• Clubfoot (talipes equinovarus) is a complex foot deformity consisting of four components:
    • Equinus (plantar flexion)
    • Hindfoot varus (toward the midline)
    • Forefoot adductus
    • Midfoot cavus (high arch with overextension)
  • Untreated clubfoot can prevent the development of normal gait and result in secondary bone changes leading to lifetime disability.
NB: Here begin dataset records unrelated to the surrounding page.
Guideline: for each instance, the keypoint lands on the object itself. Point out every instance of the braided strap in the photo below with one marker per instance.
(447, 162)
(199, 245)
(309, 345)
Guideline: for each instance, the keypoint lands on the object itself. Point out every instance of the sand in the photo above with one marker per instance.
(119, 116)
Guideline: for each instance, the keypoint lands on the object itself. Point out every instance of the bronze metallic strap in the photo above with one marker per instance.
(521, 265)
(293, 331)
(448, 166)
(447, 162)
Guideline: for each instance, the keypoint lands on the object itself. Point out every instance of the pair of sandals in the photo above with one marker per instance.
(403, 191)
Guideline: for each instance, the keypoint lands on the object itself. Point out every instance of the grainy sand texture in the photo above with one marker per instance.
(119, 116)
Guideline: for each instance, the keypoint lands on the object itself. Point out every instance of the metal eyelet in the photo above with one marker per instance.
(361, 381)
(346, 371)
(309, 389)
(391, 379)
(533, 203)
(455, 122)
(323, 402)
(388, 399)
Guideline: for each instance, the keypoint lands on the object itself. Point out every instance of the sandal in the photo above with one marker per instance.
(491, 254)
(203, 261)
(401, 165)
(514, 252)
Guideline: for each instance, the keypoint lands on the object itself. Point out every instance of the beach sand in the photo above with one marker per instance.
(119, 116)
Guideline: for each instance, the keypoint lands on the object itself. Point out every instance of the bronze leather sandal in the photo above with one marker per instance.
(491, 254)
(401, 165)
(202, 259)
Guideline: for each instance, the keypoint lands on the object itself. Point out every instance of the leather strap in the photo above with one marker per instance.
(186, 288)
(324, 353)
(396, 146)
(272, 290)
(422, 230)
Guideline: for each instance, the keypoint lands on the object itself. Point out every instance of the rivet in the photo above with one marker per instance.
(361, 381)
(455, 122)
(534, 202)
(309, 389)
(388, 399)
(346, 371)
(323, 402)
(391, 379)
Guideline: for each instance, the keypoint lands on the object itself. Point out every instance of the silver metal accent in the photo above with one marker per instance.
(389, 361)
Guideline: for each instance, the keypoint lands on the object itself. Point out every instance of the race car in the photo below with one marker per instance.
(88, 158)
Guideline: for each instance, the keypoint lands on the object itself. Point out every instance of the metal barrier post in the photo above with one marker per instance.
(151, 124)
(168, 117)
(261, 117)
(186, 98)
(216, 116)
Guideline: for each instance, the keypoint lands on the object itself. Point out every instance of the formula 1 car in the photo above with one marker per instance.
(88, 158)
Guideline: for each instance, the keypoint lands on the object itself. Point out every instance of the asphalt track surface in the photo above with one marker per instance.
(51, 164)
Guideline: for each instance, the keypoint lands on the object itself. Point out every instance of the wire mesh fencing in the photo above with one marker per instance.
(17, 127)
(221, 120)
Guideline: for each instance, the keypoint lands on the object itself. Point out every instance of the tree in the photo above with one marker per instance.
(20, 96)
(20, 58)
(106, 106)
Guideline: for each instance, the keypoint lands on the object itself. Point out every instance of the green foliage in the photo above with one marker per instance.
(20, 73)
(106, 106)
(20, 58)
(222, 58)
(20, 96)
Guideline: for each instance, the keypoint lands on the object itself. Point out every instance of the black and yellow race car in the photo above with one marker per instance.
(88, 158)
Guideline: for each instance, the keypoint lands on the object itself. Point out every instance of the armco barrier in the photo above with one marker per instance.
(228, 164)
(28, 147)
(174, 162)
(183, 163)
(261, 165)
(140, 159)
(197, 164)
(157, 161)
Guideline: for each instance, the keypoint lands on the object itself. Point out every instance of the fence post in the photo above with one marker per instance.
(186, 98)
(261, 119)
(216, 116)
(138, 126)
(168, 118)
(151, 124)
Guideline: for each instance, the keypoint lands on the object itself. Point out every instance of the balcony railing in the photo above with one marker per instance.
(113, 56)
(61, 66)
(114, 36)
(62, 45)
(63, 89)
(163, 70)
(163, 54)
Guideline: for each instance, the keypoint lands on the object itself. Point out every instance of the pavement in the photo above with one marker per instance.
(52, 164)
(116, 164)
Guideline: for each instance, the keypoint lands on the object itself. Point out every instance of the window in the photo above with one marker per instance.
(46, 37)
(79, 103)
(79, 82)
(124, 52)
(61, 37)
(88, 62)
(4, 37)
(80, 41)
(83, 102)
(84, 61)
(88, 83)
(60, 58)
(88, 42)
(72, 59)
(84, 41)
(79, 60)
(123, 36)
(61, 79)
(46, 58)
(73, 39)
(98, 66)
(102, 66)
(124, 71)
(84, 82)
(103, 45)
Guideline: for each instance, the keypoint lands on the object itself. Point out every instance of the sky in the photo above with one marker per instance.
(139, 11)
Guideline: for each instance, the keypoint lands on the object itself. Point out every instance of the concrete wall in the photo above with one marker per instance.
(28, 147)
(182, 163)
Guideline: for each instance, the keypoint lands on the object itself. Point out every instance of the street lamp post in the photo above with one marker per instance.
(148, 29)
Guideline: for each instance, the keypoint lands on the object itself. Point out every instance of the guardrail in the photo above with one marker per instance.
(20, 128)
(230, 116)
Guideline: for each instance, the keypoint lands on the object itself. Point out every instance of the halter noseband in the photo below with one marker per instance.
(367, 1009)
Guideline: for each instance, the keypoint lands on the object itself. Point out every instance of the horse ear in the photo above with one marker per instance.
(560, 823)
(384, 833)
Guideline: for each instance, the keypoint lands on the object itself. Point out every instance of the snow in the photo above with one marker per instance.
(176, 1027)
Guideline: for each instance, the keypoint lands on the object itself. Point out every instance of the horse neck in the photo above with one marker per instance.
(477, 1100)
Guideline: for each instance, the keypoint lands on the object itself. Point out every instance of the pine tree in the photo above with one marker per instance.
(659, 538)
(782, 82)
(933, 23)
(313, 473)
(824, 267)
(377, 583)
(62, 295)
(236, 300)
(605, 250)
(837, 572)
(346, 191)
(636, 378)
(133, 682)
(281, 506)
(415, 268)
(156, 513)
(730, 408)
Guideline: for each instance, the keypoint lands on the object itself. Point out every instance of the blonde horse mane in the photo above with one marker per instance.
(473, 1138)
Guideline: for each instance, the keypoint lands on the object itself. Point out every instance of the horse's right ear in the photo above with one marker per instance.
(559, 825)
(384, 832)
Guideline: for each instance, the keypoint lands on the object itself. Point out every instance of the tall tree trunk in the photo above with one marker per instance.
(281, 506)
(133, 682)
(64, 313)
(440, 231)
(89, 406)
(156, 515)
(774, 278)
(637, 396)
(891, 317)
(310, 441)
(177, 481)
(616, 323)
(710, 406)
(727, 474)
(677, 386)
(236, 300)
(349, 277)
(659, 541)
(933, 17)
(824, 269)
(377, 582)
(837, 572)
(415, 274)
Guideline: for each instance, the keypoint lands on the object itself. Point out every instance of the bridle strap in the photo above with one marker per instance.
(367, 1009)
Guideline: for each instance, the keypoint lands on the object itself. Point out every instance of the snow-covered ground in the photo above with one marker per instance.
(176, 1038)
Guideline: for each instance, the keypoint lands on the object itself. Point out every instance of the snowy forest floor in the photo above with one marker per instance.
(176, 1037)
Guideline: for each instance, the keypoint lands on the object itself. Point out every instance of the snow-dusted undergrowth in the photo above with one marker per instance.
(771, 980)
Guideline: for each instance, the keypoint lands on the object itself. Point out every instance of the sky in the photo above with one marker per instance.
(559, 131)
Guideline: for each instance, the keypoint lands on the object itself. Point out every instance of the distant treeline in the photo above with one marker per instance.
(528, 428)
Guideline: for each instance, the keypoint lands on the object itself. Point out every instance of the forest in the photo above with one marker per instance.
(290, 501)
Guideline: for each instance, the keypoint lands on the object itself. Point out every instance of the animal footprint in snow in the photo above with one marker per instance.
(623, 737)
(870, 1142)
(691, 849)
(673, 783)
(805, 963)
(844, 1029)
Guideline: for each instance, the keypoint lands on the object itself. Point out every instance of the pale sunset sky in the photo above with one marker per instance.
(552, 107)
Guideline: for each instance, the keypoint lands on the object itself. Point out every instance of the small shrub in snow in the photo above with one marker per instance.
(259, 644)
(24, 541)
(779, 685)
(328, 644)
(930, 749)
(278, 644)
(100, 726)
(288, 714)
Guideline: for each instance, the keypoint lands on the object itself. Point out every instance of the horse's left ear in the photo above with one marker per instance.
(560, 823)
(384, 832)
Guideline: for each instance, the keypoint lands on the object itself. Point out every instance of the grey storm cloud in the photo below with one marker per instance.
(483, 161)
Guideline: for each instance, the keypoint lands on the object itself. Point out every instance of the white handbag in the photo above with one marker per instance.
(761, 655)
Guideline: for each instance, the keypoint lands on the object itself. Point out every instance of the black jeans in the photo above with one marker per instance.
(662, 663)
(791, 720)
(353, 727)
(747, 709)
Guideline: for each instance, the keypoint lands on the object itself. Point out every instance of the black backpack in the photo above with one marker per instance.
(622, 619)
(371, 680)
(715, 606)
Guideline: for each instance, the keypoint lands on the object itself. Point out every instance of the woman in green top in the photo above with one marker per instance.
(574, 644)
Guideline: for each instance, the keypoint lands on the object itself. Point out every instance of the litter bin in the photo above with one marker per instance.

  • Familial occurrence in 25%
  • Male > female (2.5:1)
  • 50% of cases are bilateral.
  • Clubfoot is the most common congenital deformity of the lower extremity.
  • 1 to 2:1,000 births in United States
  • Lowest prevalence in Chinese, 0.39:1,000
  • Highest prevalence in Polynesians, 7:1,000


  • Both intrinsic and extrinsic causes have been associated with the development of clubfoot.
  • Intrinsic causes:
    • Neurogenic (spina bifida)
    • Muscular (anomalous or atrophic musculature)
    • Vascular (hypoplastic anterior tibial artery)
    • Connective tissue diseases (arthrogryposis, Loeys-Dietz syndrome)
    • Abnormal primary bone formation
    • Interruption of the transcriptional pathway PITX1-TBX4 which is critical to early limb development has been linked to development of clubfoot and similar deformities.
  • Extrinsic causes:
    • Intrauterine immobility (multiple gestations, malpresentation, uterine abnormalities, oligohydramnios)
    • Maternal cigarette smoke exposure


  • Most cases (80%) are idiopathic (multifactorial with genetic and environmental influences).
  • Remaining cases likely associated with associated structural, genetic, and/or chromosomal anomalies
  • Rapid recurrence of deformity should prompt a thorough examination for possible underlying neuromuscular etiologies.